Le soulèvement du peuple dans la rue se produit lorsque tous les moyens
organisés de transition ont été refusés. C'est le
pire des scénarii pour des présidents «inamovibles».
Car à ce stade, le Peuple n'est plus prêt à accepter des
solutions tempérées, des demi-mesures, des à peu
près... Il n'offrira pas de sortie digne au dictateur. Il n'offrira pas
de sortie digne à son entourage et à ceux qui le
soutiennent. En tant que citoyenne engagée, politiquement active et
candidate à l'élection présidentielle, j'ai pensé,
M. le Président, qu'il était important d'attirer votre attention
sur ces leçons que nous avons tirées des combats que
mènent des peuples qui vivent dans des conditions comparables à
celles du peuple camerounais.
Je voudrais conclure avec quelques
points: Un monde s'écroule, Monsieur le président, celui des
dictatures. Le vent du changement qui souffle actuellement, ne fera que
recueillir vigueur et élan au fur et à mesure des mois qui
passent et que Septembre / Octobre 2011 arrivent à grands pas. Les
Camerounais sont déterminés en cette année à
prendre leur destin entre leurs mains. Nous ferons cette transition
volontiers, de manière organisée, par le biais d'une
élection ... à condition. À condition que les exigences
minimales pour une élection libre et équitable soient
respectées. A condition que la volonté politique pour une
transition démocratique soit démontrée sans
ambigüité. A condition que personne, absolument personne, ne nous
empêche de quelque manière que ce soit, d'exercer notre libre
arbitre et nos droits d'électeurs/trices et de citoyen/nes
camerounais/es. Aujourd'hui, vos collègues font des concessions
à la population uniquement lors qu'ils ont le dos contre le mur,
uniquement parce que leur propre survie est en jeu. Il est dans nos meilleurs
intérêts tous ensembles, M. le Président, que vous
écoutiez maintenant les ONG, partis politiques et camerounais/es
ordinaires qui ne réclament rien d'autre qu'un un bon système
électoral depuis deux décennies.
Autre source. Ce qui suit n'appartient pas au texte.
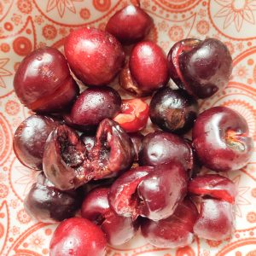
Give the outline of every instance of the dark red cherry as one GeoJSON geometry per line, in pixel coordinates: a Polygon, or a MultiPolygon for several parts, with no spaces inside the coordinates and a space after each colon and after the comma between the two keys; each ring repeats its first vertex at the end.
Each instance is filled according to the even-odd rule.
{"type": "Polygon", "coordinates": [[[101,229],[83,218],[60,224],[49,243],[49,256],[104,256],[107,240],[101,229]]]}
{"type": "Polygon", "coordinates": [[[217,199],[203,199],[194,232],[200,238],[220,241],[234,233],[234,206],[217,199]]]}
{"type": "Polygon", "coordinates": [[[24,207],[38,221],[55,223],[73,217],[82,201],[80,189],[61,191],[42,173],[26,195],[24,207]]]}
{"type": "Polygon", "coordinates": [[[207,98],[222,90],[232,72],[232,58],[221,41],[184,39],[168,54],[172,79],[198,98],[207,98]]]}
{"type": "Polygon", "coordinates": [[[152,26],[153,20],[147,13],[139,7],[128,5],[109,19],[106,31],[122,44],[133,44],[142,40],[152,26]]]}
{"type": "Polygon", "coordinates": [[[106,118],[113,118],[120,109],[121,97],[111,87],[94,87],[83,91],[64,119],[81,131],[95,131],[106,118]]]}
{"type": "Polygon", "coordinates": [[[75,131],[67,125],[59,125],[45,143],[43,167],[46,177],[61,190],[81,186],[90,180],[84,167],[87,161],[86,153],[75,131]]]}
{"type": "Polygon", "coordinates": [[[25,57],[15,73],[14,87],[22,104],[44,113],[66,110],[79,92],[67,60],[58,49],[49,47],[25,57]]]}
{"type": "Polygon", "coordinates": [[[142,234],[157,247],[183,247],[194,240],[193,226],[197,216],[195,206],[189,199],[184,199],[169,218],[159,221],[144,219],[142,234]]]}
{"type": "Polygon", "coordinates": [[[75,30],[64,50],[74,74],[86,85],[106,85],[121,70],[125,53],[110,33],[93,27],[75,30]]]}
{"type": "Polygon", "coordinates": [[[81,215],[101,225],[107,235],[108,242],[117,246],[132,238],[138,225],[131,218],[119,216],[109,207],[108,191],[108,188],[96,188],[86,195],[81,215]]]}
{"type": "Polygon", "coordinates": [[[218,174],[205,174],[194,177],[189,182],[188,190],[198,195],[209,195],[212,198],[235,203],[237,189],[228,177],[218,174]]]}
{"type": "Polygon", "coordinates": [[[140,166],[158,166],[170,161],[181,162],[185,170],[193,167],[193,150],[189,143],[178,136],[165,131],[146,135],[139,153],[140,166]]]}
{"type": "Polygon", "coordinates": [[[49,133],[59,125],[52,118],[34,114],[25,119],[15,131],[13,148],[22,165],[43,169],[44,144],[49,133]]]}
{"type": "Polygon", "coordinates": [[[198,113],[197,102],[183,90],[160,88],[152,97],[149,116],[162,130],[177,134],[189,131],[198,113]]]}
{"type": "Polygon", "coordinates": [[[166,56],[157,44],[150,41],[135,45],[129,67],[137,87],[145,93],[150,94],[165,86],[169,80],[166,56]]]}
{"type": "Polygon", "coordinates": [[[201,113],[193,127],[193,146],[200,161],[217,172],[238,170],[250,160],[253,140],[240,113],[226,107],[201,113]]]}

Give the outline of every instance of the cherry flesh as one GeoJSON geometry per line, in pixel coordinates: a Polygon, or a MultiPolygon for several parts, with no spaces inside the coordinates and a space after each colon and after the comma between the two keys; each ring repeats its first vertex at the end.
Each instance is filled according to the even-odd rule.
{"type": "Polygon", "coordinates": [[[43,154],[49,134],[59,125],[52,118],[34,114],[15,131],[13,148],[20,163],[34,170],[43,169],[43,154]]]}
{"type": "Polygon", "coordinates": [[[121,70],[125,53],[110,33],[92,27],[72,32],[64,44],[69,66],[86,85],[106,85],[121,70]]]}
{"type": "Polygon", "coordinates": [[[193,127],[193,146],[201,162],[217,172],[245,166],[253,151],[246,119],[226,107],[201,113],[193,127]]]}
{"type": "Polygon", "coordinates": [[[184,39],[168,54],[169,71],[177,84],[198,98],[207,98],[222,90],[232,72],[228,48],[215,38],[184,39]]]}
{"type": "Polygon", "coordinates": [[[24,207],[38,221],[55,223],[73,217],[82,200],[81,190],[61,191],[41,173],[26,196],[24,207]]]}
{"type": "Polygon", "coordinates": [[[183,90],[160,88],[152,97],[149,116],[162,130],[177,134],[189,131],[198,113],[197,102],[183,90]]]}
{"type": "Polygon", "coordinates": [[[217,199],[203,199],[194,232],[201,238],[220,241],[234,233],[233,205],[217,199]]]}
{"type": "Polygon", "coordinates": [[[121,113],[113,119],[127,132],[137,132],[146,127],[149,108],[141,99],[123,100],[121,113]]]}
{"type": "Polygon", "coordinates": [[[44,113],[66,110],[79,92],[64,55],[49,47],[36,49],[21,61],[14,87],[22,104],[44,113]]]}
{"type": "Polygon", "coordinates": [[[154,131],[144,137],[139,153],[140,166],[154,166],[172,160],[181,162],[185,170],[193,168],[193,150],[189,143],[165,131],[154,131]]]}
{"type": "Polygon", "coordinates": [[[198,195],[209,195],[212,198],[235,203],[237,189],[228,177],[218,174],[205,174],[189,181],[188,190],[198,195]]]}
{"type": "Polygon", "coordinates": [[[133,44],[142,40],[152,26],[153,20],[147,13],[139,7],[128,5],[108,20],[106,31],[122,44],[133,44]]]}
{"type": "Polygon", "coordinates": [[[108,200],[108,188],[96,188],[84,198],[81,215],[97,225],[107,235],[108,242],[113,246],[123,244],[131,239],[138,225],[131,218],[117,215],[108,200]]]}
{"type": "Polygon", "coordinates": [[[184,199],[167,218],[159,221],[145,219],[142,234],[152,245],[163,248],[185,247],[194,240],[193,226],[198,212],[189,199],[184,199]]]}
{"type": "Polygon", "coordinates": [[[49,256],[104,256],[107,240],[101,229],[83,218],[64,220],[49,244],[49,256]]]}
{"type": "Polygon", "coordinates": [[[83,91],[65,117],[67,123],[80,131],[95,131],[106,118],[113,118],[121,107],[119,94],[111,87],[94,87],[83,91]]]}

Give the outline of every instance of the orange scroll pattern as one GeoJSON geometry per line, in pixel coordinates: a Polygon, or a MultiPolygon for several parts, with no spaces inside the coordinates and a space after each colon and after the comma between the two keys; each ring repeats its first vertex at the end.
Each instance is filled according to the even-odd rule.
{"type": "MultiPolygon", "coordinates": [[[[185,38],[213,37],[226,44],[234,59],[231,79],[224,91],[201,102],[201,110],[216,105],[236,109],[256,140],[256,0],[0,0],[0,255],[48,255],[56,227],[35,223],[23,208],[37,172],[23,166],[12,152],[15,128],[32,113],[14,93],[15,70],[37,48],[62,51],[65,37],[77,27],[104,29],[108,19],[130,3],[140,4],[154,18],[148,39],[166,53],[185,38]]],[[[117,83],[113,86],[128,96],[117,83]]],[[[195,239],[189,247],[169,250],[152,247],[137,234],[127,244],[108,247],[107,255],[256,255],[256,151],[245,168],[227,175],[239,191],[232,239],[195,239]]]]}

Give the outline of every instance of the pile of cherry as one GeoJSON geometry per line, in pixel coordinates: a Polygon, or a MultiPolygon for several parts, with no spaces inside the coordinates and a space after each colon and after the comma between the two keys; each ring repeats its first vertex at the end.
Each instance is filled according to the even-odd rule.
{"type": "Polygon", "coordinates": [[[226,85],[231,56],[207,38],[177,42],[166,57],[142,41],[152,26],[129,5],[106,31],[73,32],[67,60],[55,49],[39,49],[16,72],[16,95],[37,113],[16,130],[14,150],[22,164],[43,170],[26,211],[42,222],[66,219],[53,235],[52,256],[103,255],[107,241],[120,245],[139,228],[160,247],[184,247],[195,235],[223,240],[234,231],[235,184],[199,170],[243,167],[253,139],[238,113],[215,107],[198,115],[197,103],[226,85]],[[121,44],[135,44],[126,57],[121,44]],[[69,67],[88,89],[79,92],[69,67]],[[137,97],[122,100],[106,86],[118,74],[137,97]],[[170,77],[179,89],[166,86],[170,77]],[[148,116],[157,131],[143,136],[148,116]],[[191,129],[192,141],[183,138],[191,129]],[[79,208],[81,217],[73,217],[79,208]]]}

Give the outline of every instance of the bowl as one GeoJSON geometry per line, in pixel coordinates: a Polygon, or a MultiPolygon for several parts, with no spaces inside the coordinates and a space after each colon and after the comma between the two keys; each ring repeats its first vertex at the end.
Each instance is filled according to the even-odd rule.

Il est dans nos meilleurs
intérêts tous ensembles, que vous agissiez rapidement et fermement
pour apporter les changements qui sont nécessaires pour assurer une
transition, juste, libre et en douceur.
Je ne vais pas
énumérer les changements nécessaires ici : ils figurent
dans diverses correspondances que vous avez reçu, de moi et de nombreux
autres Camerounais soucieux de l'avenir de leur pays. En effet,
différents groupes ont été et continuent à
être en contact avec vos services pour travailler concrètement sur
ces éléments. Il serait important, que vous en tant que Chef de
la Nation, fassiez comprendre à vos équipes, que votre
volonté et vision sont que les changements soient apportés
à notre système électoral afin que le Cameroun sorte de ce
processus électoral sans dommages. Monsieur le Président, nous
sommes en 2011 et... Il est l'Heure ! Nous sommes les Camerounais/es qui
mèneront à bout leur lutte pour l'indépendance
totale. Il est de notre intérêt à tous que nous fassions
cela paisiblement, avec dignité et surtout avec une équité
et une transparence irréprochables, conformément aux attentes du
peuple camerounais. Qu'une transition ait lieu en 2011 dépend de
nous, Peuple Camerounais. Comment cette transition aura lieu ? Dans une
très grande mesure, Monsieur le Président, cela dépend de
vous.
Par Kah Walla * * Citoyenne Engagée Camerounaise
Patriotique, Candidate à la Présidence de la République
du Cameroun
Interview Kah Walla au magazine New African
1- Comment va le Cameroun ?
Le moins que l'on puisse dire est que le Cameroun ne se porte
pas bien. Le Cameroun reste loin de refléter dans son fonctionnement
actuel le dynamisme, la richesse et l'excellence auxquels une dotation
exceptionnelle en ressources humaines et naturelles le destinerait.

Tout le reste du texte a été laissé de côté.